4.3. In geval geen enkele veiligheidsmaatregel bedoeld in 4.2. passend zou lijken te zijn, moet de bedrijfsrevisor zich onthouden van een commissarismandaat.

 

De normatieve bepalingen 4.1. tot 4.3. laten dus een appreciatiemarge aan de bedrijfsrevisor om te bepalen of de diensten die in het verleden werden geleverd een aanzienlijk risico van schending van de onafhankelijkheid creëren en laat hem toe om veiligheidsmaatregelen te nemen om dit risico in te perken.

 

Het is dan ook aan de beroepsbeoefenaar zelf en onder zijn verantwoordelijkheid, en niet deze van het ICCI, om de feitelijke toestand te beoordelen inzake mogelijke risico’s met betrekking tot de onafhankelijkheid.

 

Tenslotte wenst het ICCI erop te wijzen dat, conform artikel 133, § 10 van het Wetboek van vennootschappen, de commissaris in principe altijd het advies kan vragen van het Advies- en controlecomité (ACCOM) over de verenigbaarheid van een prestatie van de commissaris (of van een lid van zijn netwerk) met de onafhankelijkheidsregels.

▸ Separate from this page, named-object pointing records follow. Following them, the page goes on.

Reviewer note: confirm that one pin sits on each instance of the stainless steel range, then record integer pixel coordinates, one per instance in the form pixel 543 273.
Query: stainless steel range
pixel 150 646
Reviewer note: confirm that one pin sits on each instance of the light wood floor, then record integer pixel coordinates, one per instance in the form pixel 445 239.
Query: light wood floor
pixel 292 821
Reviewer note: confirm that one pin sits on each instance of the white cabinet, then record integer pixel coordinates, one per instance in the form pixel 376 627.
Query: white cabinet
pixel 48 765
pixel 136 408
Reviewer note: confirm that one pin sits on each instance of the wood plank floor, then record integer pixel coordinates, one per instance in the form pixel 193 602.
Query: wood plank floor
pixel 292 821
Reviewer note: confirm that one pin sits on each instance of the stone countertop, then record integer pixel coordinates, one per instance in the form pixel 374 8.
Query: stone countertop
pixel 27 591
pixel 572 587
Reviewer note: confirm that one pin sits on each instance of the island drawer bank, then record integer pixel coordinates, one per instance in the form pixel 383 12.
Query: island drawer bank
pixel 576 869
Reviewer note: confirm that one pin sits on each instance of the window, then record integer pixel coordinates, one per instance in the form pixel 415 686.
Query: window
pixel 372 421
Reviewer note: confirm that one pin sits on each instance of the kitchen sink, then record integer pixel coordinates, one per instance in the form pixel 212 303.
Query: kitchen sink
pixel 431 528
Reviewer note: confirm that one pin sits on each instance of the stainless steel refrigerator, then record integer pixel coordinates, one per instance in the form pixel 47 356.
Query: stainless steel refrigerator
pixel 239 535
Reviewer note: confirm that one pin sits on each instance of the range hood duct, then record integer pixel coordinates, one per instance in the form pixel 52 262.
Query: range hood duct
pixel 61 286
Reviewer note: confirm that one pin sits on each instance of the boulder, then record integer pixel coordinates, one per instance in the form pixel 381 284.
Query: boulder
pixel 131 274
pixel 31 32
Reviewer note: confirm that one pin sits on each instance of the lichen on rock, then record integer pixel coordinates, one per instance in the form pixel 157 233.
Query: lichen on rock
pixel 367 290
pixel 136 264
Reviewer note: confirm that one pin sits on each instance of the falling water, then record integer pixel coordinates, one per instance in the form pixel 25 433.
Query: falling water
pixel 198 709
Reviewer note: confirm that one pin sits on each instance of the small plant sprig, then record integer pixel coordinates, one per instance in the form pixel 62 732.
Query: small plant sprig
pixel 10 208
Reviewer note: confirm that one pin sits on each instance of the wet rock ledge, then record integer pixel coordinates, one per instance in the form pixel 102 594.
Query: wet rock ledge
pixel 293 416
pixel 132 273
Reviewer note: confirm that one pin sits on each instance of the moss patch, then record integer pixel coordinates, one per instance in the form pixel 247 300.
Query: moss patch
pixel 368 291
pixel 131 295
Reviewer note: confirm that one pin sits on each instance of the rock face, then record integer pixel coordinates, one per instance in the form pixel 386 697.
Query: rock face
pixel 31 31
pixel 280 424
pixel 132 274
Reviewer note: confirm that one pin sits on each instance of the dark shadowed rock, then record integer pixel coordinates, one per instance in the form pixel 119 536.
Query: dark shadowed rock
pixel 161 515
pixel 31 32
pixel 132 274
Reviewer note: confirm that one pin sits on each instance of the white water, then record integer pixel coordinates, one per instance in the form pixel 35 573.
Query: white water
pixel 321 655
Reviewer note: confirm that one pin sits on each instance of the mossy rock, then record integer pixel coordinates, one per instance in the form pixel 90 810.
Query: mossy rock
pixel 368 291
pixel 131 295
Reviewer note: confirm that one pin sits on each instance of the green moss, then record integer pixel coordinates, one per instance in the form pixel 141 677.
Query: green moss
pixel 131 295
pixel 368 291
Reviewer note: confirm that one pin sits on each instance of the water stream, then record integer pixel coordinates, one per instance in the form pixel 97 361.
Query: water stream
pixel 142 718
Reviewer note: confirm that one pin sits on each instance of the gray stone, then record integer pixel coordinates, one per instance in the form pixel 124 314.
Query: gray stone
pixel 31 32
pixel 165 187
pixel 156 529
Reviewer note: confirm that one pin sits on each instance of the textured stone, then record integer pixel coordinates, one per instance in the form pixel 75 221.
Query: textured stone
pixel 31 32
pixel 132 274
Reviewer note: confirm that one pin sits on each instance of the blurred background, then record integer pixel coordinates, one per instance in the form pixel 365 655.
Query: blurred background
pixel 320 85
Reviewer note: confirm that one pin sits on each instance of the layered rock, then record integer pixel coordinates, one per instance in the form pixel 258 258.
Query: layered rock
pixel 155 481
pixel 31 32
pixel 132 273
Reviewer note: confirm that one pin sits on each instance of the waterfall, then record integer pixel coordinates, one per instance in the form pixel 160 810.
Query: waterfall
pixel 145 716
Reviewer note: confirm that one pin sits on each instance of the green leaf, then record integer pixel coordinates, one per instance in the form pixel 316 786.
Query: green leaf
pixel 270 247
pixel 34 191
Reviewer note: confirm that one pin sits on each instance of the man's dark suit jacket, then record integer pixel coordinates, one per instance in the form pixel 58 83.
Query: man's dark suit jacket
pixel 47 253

Het mandaat van de leden van de ACCOM is echter verlopen en is tot op heden nog niet hernieuwd. Het gevolg hiervan is dat het ACCOM momenteel niet meer zetelt.



[1] Deze normen zijn integraal te raadplegen op de volgende website: Normen-inzake-bepaalde-aspecten-die-verband-houden-met-de-onafhankelijkheid-van-de-commissaris.aspx.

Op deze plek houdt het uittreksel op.